Closed mcoughlin closed 3 months ago
Ah yes. Sorry it's a duplicate of #102. We have a vague idea about how to solve this. I'll have a try in the next days. Thanks for reporting
Yes, this is why we put in place a ref_count
in the Rust storage and a copy
method in the MOCPy Rust source.
But so far we have been lacking pickle (called behind the scenes when using multi-threading in Python) knowledge to know where to call the copy
method...
@mcoughlin 1 - Just ins case: are you using the same MOC in more than 255 threads? (The reference count is an unsigned byte, so limited to 255) 2 - Would you provide us with a minimal repoductible example?
from mocpy import MOC
from pathos.multiprocessing import ProcessPool
pool = ProcessPool()
results = pool.map(lambda moc: MOC.from_string("0/0"), [j for j in range(32)], chunksize=16)

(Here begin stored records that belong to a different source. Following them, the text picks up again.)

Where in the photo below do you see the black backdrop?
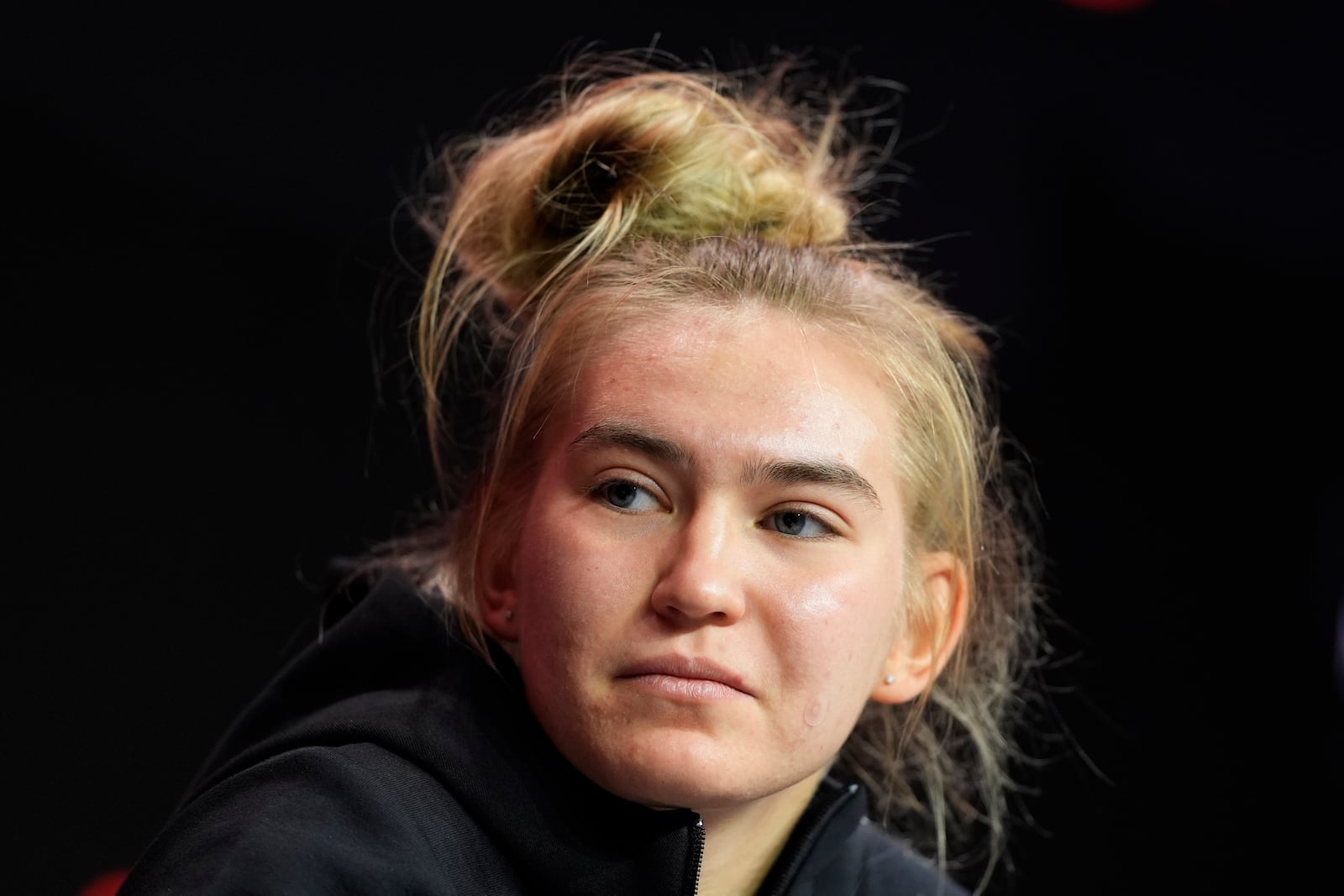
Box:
[0,0,1344,893]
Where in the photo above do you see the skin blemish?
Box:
[802,696,827,728]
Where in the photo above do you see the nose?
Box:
[654,506,746,627]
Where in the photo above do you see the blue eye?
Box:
[591,479,659,511]
[764,511,836,538]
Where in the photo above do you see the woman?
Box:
[123,50,1033,893]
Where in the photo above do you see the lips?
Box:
[617,652,755,697]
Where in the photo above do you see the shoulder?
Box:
[789,818,966,896]
[121,743,519,896]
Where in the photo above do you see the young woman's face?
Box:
[486,309,919,811]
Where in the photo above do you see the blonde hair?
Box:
[383,50,1037,884]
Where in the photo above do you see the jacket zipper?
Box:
[688,815,704,896]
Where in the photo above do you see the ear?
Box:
[872,551,970,703]
[475,544,517,643]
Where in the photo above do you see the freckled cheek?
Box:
[517,515,649,641]
[775,572,895,704]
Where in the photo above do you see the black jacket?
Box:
[121,575,963,896]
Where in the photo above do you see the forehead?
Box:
[562,307,896,483]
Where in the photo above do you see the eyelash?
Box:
[587,478,838,542]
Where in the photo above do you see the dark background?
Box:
[0,0,1344,893]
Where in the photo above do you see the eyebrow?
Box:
[743,459,882,511]
[571,422,882,511]
[570,422,690,466]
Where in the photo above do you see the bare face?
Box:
[486,309,905,811]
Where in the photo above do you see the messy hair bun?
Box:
[424,63,852,305]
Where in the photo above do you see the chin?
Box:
[575,733,790,811]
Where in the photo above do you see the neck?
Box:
[696,768,825,896]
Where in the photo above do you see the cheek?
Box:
[513,506,640,654]
[775,571,899,736]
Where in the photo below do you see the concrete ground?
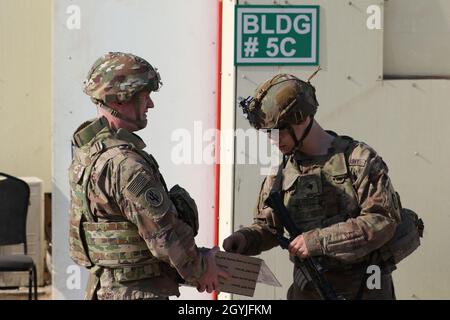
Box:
[0,285,52,300]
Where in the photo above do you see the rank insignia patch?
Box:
[145,188,164,207]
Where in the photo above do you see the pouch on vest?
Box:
[169,184,199,237]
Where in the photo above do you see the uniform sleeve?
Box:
[303,144,400,263]
[116,155,206,281]
[239,176,283,255]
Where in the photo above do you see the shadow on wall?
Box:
[52,182,88,300]
[384,0,450,78]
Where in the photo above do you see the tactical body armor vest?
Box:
[70,118,165,281]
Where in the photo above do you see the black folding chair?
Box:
[0,172,37,300]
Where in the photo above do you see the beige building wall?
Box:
[0,0,52,192]
[221,0,450,299]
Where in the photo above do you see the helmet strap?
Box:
[98,101,144,127]
[287,117,314,154]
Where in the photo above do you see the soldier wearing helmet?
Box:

Thanks! Looks like multiprocessing calls pickle behind the scene, the bug is narrowed down in issue https://github.com/cds-astro/mocpy/issues/133 We're getting closer
(traceback for the snippet above)
Traceback (most recent call last):
File "<stdin>", line 1, in <module>
File "/home/manon.marchand/.conda/envs/mocpy-dev/lib/python3.11/site-packages/mocpy/abstract_moc.py", line 20, in __repr__
return self.to_string(format="ascii", fold=80)
^^^^^^^^^^^^^^^^^^^^^^^^^^^^^^^^^^^^^^^
File "/home/manon.marchand/.conda/envs/mocpy-dev/lib/python3.11/site-packages/mocpy/abstract_moc.py", line 589, in to_string
return mocpy.to_ascii_str_with_fold(self.store_index, fold)[:-1]
^^^^^^^^^^^^^^^^^^^^^^^^^^^^^^^^^^^^^^^^^^^^^^^^^^^^
OSError: MOC at index '0' not found
@fxpineau :
If we add a deep copy, this example now raises: Reason: 'OSError('Unable to copy MOC: 255 copies already reached')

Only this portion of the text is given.